First thing you want to do is stay away from that heavy metal mike Daltry is hurling around like some Gaucho tomahawk. He had it made special for the act, don’t cha know? Still do not — while dodging the tomahawk — shuffle off to the Townsend zone where he’s twerking about like some MotoPsycho Nightmare on a weekend pass. He’ll hammer your face with a broken Tamborine. It needs a new drumhead. Could be yours. Deal with that as best you can but don’t forget to tune your tempo to Keith Moon’s tom-toms. You know, the ones where he is dead on time with a whisp of the next now in each beat. Plus it’s the last look at Moon before he left to sit in with the reaper. You got to admit he’s brilliant crisp for a man taking his last bow.
All of which rolls along to a bold proclamation paired with a vague promise:
Okay. Good. Call me.
Forget it, man. You try to think about that too hard and… and… WHABONG! I mean it’s like Keith Moon ARMED with a gong man hits you — hits you! — with a GONG! Who puts this stuff in the middle of Top-40 rock songs? Who gives Keith Moon a gong in the first place? Then there’s no real vocal outro only Daltry grinding on and on on the harp and Townsend hopping about on a psychedelic pogo stick. And all the while the super-chill never bent Entwistle keeps the whole band standing on their shadows when the track shatters in a brash of cymbals with “THEY’RE ALL WASTED!”
This song defies explication. It’s not a song but a thing; an object d’art made of solid rock. If that ain’t too persnickety.

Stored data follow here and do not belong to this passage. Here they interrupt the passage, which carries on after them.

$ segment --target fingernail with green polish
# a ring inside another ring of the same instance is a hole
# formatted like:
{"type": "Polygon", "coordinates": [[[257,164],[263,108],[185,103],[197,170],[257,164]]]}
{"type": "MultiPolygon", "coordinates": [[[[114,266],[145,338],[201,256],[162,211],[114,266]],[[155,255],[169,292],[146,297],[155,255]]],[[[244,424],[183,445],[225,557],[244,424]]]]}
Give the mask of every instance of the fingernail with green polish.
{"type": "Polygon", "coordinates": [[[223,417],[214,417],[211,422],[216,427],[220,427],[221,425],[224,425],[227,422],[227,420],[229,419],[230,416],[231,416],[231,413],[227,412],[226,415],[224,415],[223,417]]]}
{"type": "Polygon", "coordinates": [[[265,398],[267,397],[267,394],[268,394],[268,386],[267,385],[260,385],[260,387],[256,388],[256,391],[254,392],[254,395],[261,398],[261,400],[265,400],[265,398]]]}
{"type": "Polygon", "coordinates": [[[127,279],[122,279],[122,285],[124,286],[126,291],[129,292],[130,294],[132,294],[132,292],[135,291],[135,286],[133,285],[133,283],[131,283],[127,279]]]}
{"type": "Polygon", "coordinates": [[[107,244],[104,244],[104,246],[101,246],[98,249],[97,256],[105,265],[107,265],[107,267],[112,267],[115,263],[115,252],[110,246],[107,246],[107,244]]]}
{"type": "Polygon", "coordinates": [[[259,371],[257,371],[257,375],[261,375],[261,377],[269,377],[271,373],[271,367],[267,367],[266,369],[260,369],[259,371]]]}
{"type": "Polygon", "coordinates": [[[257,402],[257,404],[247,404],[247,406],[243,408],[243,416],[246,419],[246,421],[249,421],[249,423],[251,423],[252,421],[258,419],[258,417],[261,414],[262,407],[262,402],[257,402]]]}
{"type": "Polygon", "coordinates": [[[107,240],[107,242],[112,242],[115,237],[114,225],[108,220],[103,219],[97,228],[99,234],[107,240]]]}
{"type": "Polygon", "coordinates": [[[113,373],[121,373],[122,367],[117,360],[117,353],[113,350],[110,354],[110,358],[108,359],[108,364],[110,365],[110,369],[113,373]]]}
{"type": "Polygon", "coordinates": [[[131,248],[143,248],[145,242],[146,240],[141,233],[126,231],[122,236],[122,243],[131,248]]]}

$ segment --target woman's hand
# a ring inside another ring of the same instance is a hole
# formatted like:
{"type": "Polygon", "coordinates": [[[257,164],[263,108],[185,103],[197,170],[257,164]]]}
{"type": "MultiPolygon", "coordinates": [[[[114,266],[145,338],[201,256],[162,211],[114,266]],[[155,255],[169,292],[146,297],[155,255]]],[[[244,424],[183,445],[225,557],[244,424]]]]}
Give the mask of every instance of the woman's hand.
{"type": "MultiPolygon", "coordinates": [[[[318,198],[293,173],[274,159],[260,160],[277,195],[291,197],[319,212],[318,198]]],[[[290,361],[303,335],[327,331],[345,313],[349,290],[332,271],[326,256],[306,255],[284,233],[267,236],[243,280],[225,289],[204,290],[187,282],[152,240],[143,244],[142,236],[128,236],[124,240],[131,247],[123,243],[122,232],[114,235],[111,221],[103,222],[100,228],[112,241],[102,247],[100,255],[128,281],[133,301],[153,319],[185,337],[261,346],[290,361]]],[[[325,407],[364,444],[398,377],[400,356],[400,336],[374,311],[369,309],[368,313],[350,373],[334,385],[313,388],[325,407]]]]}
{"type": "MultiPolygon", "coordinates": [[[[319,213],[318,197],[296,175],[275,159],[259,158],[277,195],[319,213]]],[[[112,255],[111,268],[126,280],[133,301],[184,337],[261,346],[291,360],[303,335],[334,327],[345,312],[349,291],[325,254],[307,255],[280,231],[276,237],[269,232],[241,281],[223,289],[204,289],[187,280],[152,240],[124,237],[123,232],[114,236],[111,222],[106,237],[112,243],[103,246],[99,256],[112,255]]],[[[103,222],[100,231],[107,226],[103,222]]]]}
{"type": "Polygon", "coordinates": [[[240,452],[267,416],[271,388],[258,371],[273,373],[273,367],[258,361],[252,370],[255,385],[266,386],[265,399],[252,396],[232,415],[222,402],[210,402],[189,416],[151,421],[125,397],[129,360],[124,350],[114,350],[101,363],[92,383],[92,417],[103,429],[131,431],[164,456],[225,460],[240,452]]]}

The Shepperton Studios performance seen above was the song exhibited in its original intensity. Later, being unable to leave the perfect undisturbed, the aging Who forgot to “get off the stage before the light dims.” Instead, they cranked out this geriatric The Who – Baba O’Riley (Live In Hyde Park) to the whoops of millennial groundlings who — even though many microdosed inside a nitrous oxide haze — had no idea at all what they had missed decades back. Previous, previous. Instead, they all went home with t-shirts that said “We had the experience but missed the meaning.”